A pair came over to check out a mongoose chasing a gecko out of it's hole. These are the first I've seen in Maui so I was quite interested in seeing them. Although late in the evening I took a few shots.
Nikon D300s
500 f4
400 ISO
F4 @ 1/25
I have been accused of sharpening too much:) so this is basically full frame with a little sharpening.
For sharpening try doing in a layer, just control J then sharpen to taste, the erase bg sharpening with a layer mask.... then look at the bird and lower the opacity of the mask to taste. Always find it best to fine tune the image, going back and forth !!
Despite the number of branches the image came out well, would try to evict the one in focus branch on the left and blur the rest a bit more !!
You could also look at a bit of a vertical with more room on left than left.
It looks to me like the bird could use a bit more sharpening.
Interesting method described by Alfred. I also use layers and a bit of erasing to make sure i don't over do it. Hard to get right sometimes. I am finding that as I become more consistent in getting my shots the sharpening routine stays the same.
Good advice above; lots of potential in this image. The most important step is to build a clean mask that
isolates the subject and perch from the background:
With that, you can go to town, first setting white point on the bird and running S/H to open shadow details or increase midtone
contrast. Then invert that mask on a new (image) layer to blur the background. Use lens blur, not Gaussian blur! The former is the
only one that will work with a layer mask.
Hi Roy. For an environmental portrait, you got a fairly clean shot of the bird, IMO. David's repost is sweet, and of course without a distracting background, all of the attention is now on the bird.
Hello Alf. Thanks for the quick tip on sharpening. I have taken to using Nik output sharpener and then use the brush to paint on the sharpening, but it does just what you say on another layer so I can erase where needed.

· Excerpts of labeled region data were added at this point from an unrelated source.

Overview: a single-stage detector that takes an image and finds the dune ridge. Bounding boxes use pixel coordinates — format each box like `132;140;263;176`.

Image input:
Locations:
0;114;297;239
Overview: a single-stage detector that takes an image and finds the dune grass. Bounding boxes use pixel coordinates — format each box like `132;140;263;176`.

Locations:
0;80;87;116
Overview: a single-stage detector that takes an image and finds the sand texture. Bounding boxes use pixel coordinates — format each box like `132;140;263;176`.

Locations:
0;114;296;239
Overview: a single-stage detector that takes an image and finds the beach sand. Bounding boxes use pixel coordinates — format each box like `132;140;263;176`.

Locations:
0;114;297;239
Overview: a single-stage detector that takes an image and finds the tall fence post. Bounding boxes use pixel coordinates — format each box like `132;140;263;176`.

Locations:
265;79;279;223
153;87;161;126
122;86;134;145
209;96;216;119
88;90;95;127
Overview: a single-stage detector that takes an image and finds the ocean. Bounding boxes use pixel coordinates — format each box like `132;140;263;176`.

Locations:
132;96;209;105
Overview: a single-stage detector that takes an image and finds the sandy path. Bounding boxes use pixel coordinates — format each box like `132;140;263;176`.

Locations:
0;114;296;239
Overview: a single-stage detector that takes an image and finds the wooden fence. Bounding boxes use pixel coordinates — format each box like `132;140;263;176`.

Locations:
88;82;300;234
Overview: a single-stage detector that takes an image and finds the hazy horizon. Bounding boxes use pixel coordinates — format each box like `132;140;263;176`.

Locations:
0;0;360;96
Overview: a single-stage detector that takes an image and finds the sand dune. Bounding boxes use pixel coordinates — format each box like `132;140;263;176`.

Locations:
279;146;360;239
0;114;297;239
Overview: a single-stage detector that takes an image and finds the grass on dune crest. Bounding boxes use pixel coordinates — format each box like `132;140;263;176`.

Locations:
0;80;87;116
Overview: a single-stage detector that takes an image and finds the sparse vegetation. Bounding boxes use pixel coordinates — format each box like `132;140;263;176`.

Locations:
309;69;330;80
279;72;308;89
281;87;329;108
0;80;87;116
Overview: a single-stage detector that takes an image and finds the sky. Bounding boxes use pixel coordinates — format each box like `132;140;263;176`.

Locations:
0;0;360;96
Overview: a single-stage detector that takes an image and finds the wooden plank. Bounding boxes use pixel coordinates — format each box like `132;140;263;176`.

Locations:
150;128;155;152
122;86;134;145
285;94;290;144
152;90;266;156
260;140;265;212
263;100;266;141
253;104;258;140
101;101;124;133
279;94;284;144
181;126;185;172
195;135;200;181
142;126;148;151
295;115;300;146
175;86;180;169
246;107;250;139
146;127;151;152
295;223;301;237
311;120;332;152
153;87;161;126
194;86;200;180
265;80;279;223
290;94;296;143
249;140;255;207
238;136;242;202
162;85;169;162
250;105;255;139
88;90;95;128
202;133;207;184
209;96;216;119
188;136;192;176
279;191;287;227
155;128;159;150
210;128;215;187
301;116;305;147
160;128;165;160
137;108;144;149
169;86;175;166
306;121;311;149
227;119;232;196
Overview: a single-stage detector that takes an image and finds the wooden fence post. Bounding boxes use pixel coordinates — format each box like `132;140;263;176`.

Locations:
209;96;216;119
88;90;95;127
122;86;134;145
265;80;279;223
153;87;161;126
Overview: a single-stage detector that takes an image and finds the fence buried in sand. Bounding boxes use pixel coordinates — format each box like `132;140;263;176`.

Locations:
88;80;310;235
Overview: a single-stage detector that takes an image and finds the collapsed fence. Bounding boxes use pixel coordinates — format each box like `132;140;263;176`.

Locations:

I am using my laptop here in Maui so I didn't do much on this image. Hope to get more shots of these birds in better light, but I don't think I did to bad at 1/25 sec hand held. Mind you this was the only one that came out sharp.:D
Thanks Dave, can't believe you think it needs to be sharpened.:D That's why I posted it really to test my sharpening on the macbook. I, like you, think it needs more but I was being conservative.
Dave, thanks very much for the mini tutorial. I have learned much from your posts as well as all the other who share their work flow. Great repost by the way.